Quote:Most important of all, India has a surviving adivasi (aboriginal) population of almost 100 million. They are the ones who still know the secrets of sustainable living. If they disappear, they will take those secrets with them. Wars like Operation Green Hunt will make them disappear. So victory for the prosecutors of these wars will contain within itself the seeds of destruction, not just for adivasis but, eventually, for the human race.

Is there any data on how sustainable their lifestyle is? If they were to disappear will it eventually cause the destruction of the human race?

Standing up for the rights of adivasis is one thing. But claiming that they are the ones who still know the secrets of sustainable living seems extreme to me. IMO, whether or not their lifestyle is sustainable should have little to do with their right to not be displaced by the state.

Quote:To gain this philosophical space, it is necessary to concede some physical space for the survival of those who may look like the keepers of our past but who may really be the guides to our future.

I understand that the indigenous people have been screwed over by the state over and over again. And something must be done to reverse that trend and to get them the justice they deserve. But as A. Roy claims, are they really the guides of our future?

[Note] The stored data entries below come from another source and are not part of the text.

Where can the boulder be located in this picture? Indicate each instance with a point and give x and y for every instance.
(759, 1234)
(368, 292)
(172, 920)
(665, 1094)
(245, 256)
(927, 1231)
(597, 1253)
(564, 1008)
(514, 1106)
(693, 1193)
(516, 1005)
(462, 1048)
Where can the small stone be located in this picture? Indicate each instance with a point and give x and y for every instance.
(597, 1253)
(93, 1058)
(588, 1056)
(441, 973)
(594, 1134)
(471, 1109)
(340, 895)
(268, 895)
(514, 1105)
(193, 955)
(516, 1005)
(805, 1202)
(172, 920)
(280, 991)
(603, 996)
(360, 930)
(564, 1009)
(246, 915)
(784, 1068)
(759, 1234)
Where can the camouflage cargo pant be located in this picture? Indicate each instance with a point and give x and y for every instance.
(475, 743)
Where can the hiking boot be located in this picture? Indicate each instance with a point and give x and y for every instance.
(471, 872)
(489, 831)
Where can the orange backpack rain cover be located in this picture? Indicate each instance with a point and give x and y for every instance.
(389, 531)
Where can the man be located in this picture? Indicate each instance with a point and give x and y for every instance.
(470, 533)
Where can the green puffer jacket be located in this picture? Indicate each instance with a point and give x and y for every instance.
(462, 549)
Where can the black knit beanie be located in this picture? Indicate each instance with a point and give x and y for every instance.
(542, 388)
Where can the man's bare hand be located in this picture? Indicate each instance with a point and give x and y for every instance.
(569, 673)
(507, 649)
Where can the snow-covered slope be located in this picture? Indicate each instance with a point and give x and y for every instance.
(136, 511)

A. Roy makes it sound as if we can solve truly global problems like climate change by looking for solutions in the lifestyles of indigenous societies. I think she is wrong.

I would like to get some comments from the forum members. Is there something wrong in the way I am interpreting A. Roy’s article?
There have been other advocates for greater inclusion of indigenous peoples in the democratic process and the economy, from diverse positions on the political spectrum, whose narratives don't lapse into romantic primitivism like Ms. Roy's. Cases in point are Prof. Kancha Ilaiah's efforts towards greater recognition of indigenous inventions and Prof. Anil Gupta's efforts towards empowering grassroots inventors by providing them access to markets and collaboration. Neither of these approaches is per se incompatible with a free-enterprise society and neither of these professors are avowed anarchists or 'anarcho-syndicalists' or 'anarcho-primitivists'.

As for responses to the threats our species faces from climate change, the single-most important success-story in an otherwise deflating and resigned narrative is the detection and recovery of the ozone hole. The importance of federally funded research and international treaties that made the ozone hole recovery possible, is not something one can casually dismiss in a romantic plea for adopting the lifestyle of the noble savage to save the planet. Another species-wide issue which brings into sharp relief the differences between the camps favoring romantic primitivism and enabling technology, is the food crisis and the debates surrounding organic farming and vertical farming.